Ghafari, Weissman, and their collaborators were among the first teams to methodically test these theories surrounding the emergence of the Alpha, Beta, and Gamma VOCs.
The researchers built a mechanistic, theoretical model to study the problem, using existing data and software they developed. The resulting model rules out the theory that the VOCs emerged from sustained transmission of acute infections and fully supports the theory that each variant evolved within a single individual with a chronic infection.
The model shows how multiple mutations were needed, each of which may have been either neutral or slightly advantageous to viral fitness. In this way, a variant eventually acquires a constellation of mutations that allow it to become more transmissible.
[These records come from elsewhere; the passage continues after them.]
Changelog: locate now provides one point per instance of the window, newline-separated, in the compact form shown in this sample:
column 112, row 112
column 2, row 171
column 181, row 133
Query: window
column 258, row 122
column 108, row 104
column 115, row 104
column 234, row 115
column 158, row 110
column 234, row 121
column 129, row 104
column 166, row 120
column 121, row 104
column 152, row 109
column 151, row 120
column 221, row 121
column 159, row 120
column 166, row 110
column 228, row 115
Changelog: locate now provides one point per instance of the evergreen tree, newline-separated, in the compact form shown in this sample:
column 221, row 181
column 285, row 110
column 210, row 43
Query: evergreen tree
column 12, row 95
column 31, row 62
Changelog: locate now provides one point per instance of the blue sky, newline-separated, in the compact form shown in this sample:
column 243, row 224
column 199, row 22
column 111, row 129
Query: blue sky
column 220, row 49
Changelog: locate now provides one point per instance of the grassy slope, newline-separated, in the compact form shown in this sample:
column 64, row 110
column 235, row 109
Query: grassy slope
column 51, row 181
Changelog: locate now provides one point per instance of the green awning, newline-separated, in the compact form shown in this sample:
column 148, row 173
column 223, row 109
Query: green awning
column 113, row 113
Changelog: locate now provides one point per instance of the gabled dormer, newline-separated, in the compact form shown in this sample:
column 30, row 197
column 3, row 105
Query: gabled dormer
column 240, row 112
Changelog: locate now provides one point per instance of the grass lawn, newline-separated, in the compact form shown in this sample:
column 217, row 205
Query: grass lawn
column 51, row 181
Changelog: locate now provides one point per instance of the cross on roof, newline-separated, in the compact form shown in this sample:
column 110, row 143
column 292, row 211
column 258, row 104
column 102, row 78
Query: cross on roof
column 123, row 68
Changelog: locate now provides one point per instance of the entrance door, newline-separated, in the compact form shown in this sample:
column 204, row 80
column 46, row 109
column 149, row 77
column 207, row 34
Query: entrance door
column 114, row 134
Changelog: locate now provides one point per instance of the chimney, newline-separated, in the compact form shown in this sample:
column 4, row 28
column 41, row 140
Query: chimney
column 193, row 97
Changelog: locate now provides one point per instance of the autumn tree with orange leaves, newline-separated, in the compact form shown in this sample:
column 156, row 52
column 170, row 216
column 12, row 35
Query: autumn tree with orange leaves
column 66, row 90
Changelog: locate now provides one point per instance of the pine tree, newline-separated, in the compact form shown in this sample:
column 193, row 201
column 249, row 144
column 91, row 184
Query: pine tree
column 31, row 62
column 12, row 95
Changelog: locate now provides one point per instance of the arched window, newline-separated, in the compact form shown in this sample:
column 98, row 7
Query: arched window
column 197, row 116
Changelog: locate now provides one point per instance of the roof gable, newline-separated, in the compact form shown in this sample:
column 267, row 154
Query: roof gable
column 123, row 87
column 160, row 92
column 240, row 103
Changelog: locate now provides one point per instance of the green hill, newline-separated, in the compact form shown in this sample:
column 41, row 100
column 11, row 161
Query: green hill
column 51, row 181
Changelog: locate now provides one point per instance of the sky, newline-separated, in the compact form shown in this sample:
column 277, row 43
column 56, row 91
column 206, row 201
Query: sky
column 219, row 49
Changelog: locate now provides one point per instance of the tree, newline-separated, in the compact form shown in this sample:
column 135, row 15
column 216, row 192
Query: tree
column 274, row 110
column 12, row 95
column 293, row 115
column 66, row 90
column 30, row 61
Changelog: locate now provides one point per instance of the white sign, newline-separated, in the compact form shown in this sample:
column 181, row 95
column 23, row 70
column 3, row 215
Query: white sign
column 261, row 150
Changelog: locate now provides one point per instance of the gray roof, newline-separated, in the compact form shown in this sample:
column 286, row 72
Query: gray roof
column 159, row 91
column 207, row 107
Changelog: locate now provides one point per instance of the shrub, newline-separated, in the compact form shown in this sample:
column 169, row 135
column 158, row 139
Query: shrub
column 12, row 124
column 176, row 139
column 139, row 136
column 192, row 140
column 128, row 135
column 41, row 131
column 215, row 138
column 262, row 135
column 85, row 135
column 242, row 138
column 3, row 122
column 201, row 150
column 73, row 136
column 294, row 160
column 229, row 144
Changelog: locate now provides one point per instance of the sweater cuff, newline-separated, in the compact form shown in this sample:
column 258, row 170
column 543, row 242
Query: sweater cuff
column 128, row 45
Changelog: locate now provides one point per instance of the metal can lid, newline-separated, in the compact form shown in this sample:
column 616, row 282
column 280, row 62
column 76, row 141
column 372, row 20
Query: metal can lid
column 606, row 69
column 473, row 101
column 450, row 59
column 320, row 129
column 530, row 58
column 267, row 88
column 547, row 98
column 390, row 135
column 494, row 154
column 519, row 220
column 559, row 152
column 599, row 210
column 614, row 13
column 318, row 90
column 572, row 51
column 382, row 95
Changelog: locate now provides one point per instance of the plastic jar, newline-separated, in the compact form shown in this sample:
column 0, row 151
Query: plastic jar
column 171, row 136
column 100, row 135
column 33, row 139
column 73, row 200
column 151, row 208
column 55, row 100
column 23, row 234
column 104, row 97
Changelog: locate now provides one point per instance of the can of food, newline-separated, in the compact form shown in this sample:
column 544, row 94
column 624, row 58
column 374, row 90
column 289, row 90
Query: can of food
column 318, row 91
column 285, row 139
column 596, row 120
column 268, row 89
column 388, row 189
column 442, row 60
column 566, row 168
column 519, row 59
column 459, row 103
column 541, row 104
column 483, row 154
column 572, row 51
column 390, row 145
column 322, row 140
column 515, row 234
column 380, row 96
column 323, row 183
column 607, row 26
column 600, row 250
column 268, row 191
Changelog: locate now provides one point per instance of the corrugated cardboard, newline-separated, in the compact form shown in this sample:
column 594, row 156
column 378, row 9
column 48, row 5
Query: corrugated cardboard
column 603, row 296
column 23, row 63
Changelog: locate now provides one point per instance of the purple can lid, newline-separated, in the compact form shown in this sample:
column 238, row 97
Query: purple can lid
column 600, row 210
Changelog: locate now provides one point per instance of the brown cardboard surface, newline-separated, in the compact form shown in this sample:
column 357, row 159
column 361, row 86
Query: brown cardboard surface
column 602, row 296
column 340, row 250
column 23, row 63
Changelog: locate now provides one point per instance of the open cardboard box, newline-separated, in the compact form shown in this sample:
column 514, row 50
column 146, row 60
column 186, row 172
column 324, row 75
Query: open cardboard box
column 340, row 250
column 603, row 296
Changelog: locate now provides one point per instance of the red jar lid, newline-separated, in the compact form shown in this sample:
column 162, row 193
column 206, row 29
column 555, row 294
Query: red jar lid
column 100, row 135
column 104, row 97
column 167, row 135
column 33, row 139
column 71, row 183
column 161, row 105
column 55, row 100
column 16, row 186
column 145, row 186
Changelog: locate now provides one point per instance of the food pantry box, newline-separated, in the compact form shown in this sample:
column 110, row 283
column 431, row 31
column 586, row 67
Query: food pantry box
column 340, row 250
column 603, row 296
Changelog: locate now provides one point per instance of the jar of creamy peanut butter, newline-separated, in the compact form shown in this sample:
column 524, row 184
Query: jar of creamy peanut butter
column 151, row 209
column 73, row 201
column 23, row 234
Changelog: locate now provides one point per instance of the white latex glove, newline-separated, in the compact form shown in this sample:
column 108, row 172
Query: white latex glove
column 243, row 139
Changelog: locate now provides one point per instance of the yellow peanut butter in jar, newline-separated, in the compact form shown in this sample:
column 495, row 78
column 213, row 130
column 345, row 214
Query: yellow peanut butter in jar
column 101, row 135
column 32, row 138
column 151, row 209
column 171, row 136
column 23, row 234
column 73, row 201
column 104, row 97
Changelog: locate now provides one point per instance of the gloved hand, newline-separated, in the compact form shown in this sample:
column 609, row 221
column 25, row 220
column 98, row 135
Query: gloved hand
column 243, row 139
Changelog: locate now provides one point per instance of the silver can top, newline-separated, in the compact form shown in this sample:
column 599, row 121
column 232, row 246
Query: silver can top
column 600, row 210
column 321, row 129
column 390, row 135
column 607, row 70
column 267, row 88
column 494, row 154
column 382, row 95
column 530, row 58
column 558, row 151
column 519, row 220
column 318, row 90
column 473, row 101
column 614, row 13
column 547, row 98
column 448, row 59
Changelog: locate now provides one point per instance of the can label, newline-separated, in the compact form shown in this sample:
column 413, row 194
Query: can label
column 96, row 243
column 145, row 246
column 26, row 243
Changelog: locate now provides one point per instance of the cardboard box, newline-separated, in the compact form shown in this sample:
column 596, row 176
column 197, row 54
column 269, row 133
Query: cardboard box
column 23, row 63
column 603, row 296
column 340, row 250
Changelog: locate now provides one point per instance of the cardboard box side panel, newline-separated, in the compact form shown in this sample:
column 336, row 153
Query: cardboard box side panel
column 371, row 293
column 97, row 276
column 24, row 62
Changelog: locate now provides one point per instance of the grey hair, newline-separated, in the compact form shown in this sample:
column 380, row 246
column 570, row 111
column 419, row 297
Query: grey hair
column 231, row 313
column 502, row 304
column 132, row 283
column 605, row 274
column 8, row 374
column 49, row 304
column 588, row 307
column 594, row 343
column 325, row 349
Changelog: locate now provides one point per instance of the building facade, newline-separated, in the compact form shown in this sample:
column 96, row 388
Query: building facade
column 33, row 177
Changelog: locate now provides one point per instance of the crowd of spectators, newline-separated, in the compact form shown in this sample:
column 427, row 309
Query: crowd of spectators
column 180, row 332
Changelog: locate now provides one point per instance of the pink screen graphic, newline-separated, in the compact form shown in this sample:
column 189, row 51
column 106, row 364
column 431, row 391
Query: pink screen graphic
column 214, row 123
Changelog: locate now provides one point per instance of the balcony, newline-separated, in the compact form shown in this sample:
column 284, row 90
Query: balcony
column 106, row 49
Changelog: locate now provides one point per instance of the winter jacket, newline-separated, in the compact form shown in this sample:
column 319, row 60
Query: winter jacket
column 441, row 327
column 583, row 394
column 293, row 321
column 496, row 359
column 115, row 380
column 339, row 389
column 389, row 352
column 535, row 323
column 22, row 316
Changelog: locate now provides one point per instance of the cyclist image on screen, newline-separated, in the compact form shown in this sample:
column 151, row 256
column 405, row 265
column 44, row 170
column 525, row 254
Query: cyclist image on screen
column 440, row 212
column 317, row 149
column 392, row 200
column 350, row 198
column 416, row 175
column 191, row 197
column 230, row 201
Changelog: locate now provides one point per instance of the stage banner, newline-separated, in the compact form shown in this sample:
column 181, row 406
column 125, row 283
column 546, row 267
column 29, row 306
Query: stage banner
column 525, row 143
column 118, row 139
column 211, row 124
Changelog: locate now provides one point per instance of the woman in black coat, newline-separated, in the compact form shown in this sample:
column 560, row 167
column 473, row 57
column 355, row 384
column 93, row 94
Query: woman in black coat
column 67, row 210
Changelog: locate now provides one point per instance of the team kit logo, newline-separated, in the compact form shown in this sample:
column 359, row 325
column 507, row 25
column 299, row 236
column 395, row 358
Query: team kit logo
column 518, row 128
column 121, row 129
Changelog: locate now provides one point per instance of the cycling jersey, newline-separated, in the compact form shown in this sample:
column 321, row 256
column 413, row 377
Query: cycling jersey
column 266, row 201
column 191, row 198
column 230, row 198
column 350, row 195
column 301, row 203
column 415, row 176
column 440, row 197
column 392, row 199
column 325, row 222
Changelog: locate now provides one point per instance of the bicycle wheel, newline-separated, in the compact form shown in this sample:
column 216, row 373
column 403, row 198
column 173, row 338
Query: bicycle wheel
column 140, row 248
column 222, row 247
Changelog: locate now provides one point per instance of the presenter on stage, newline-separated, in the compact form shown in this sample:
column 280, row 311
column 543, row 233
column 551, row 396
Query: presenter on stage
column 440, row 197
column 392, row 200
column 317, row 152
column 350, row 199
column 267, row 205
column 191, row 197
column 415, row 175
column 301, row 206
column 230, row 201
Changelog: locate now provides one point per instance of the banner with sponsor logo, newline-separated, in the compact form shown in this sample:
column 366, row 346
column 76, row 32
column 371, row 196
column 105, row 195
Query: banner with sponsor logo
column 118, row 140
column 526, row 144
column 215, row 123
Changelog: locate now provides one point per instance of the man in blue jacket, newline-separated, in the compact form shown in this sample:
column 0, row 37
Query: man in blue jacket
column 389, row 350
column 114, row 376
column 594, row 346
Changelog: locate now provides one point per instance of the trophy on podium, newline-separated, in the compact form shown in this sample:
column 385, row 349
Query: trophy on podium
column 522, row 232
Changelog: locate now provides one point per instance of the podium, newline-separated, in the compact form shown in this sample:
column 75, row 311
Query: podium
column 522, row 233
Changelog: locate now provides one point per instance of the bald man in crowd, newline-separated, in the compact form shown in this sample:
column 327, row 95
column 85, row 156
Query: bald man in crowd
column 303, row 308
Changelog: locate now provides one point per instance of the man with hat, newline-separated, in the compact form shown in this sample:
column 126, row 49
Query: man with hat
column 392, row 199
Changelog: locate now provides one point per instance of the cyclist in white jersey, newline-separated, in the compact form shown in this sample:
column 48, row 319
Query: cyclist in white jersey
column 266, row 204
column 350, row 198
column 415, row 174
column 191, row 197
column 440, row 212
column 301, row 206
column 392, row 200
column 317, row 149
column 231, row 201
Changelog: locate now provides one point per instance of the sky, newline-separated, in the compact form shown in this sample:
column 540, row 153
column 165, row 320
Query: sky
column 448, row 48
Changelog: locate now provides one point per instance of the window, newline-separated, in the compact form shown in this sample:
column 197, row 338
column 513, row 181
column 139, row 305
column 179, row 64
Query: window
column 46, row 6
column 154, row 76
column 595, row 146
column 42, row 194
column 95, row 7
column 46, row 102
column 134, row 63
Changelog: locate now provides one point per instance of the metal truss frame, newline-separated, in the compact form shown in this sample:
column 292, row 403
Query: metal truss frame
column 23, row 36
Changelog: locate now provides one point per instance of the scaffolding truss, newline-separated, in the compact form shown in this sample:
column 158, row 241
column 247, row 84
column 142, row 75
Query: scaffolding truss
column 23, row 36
Although the current paper drew from data for the Alpha, Beta, and Gamma variants, the resulting theoretical model also explains the later independent emergence of the Delta and Omicron VOCs. Delta emerged in India in late 2020, rapidly sweeping through that country and spreading around the world. Delta subsided after Omicron, which is not a descendent of the Delta variant, emerged in South Africa in late 2021. Omicron quickly became the dominant global VOC.
The researchers have made their model and software publicly available for others to study the evolution of SARS-CoV-2 variants.
“Ideally, we’d like to eventually be able to quantify the timing at which new variants might emerge in the future,” Weissman says. “That has huge implications from a public health perspective.”
Studies have shown that some immune-compromised people, such as those taking medication for other chronic disorders, have carried active COVID-19 infections for a year or even longer. It’s critical to identify these people, the researchers stress, not only to help them get treated for COVID-19, but also to conduct genomic surveillance of the SARS-CoV-2 viruses that they carry.
“Who knows what variant could be boiling up next from a chronically infected individual?” Ghafari says. “Our study shows that from an evolutionary point of view, we can expect something completely different from the previous VOCs. If we want to stay a step ahead of this virus, we need to be more actively identifying and surveilling people with chronic infections.”
The work was funded by the National Science Foundation, the Simons Foundation, the Sloan Foundation, the Biotechnology and Biological Science Research Council and the European Research Council.